Confusion about undefined behaviour

P

Phil Carmody

Stephen Sprunk said:
(* The IDT must live at physical addresses 0-1023 on x86, which is a

False assumptions may lead to false conclusions. You seem to be
unaware of the LIDT instruction which has only existed in the
instruction set for 26 years. Yes, even I'm surprised it's 26,
but it is.

Phil
 
J

James Kuyper

Hallvard said:
Then we are not having the same discussion.

Quite possibly - but until you are more specific about what you found
objectionable in my statement, that's the best response I can give you.
Yes. Then what are you disagreeing with me about? Why are you denying
that the kernel can define what happens when you follow a null pointer?

Because the kernel designers can define what they want to have happen,
and on the basis of that definition rule out the use of certain
compilers, but it's the compiler that they chose which defines what
actually happens.
There's nothing to correct if it's not a bug. It's not a bug to depend
on a compiler extension.
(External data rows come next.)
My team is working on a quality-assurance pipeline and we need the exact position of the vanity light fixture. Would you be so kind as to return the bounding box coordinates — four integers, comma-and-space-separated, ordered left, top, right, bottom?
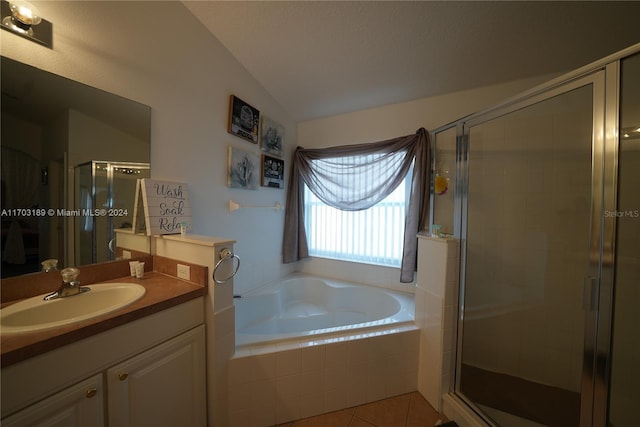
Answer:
2, 0, 53, 48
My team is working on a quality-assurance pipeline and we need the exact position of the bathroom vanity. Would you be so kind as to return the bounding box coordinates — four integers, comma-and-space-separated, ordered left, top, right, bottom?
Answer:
1, 257, 207, 426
If that's what they were doing (and specifying
that they were doing).

It's a bug if dependence on the compiler extension was unintentional,
which seems to be what happened in this case. The code looks very much
like the possibility that 'tun' might be null was given only pro-forma
consideration, and as a result the test for that possibility was misplaced.

For what possible reason should they NOT replace:


struct sock *sk = tun->sk;
if (!tun)
return POLLERR;

with

struct sock *sk;
if(!tun)
return POLLERR;
sk = tun->sk;

?
 
K

Keith Thompson

Hallvard B Furuseth said:
Yes, this particular case was a bug. But this is about the general case
- quoting Stephen Sprunk upthread:

"However, the problem is that in Linux/x86 _kernel_ code, dereferencing
NULL is defined (by the implementation) to _not_ trap"

Ok -- but does it *ever* make sense for kernel code to depend on this?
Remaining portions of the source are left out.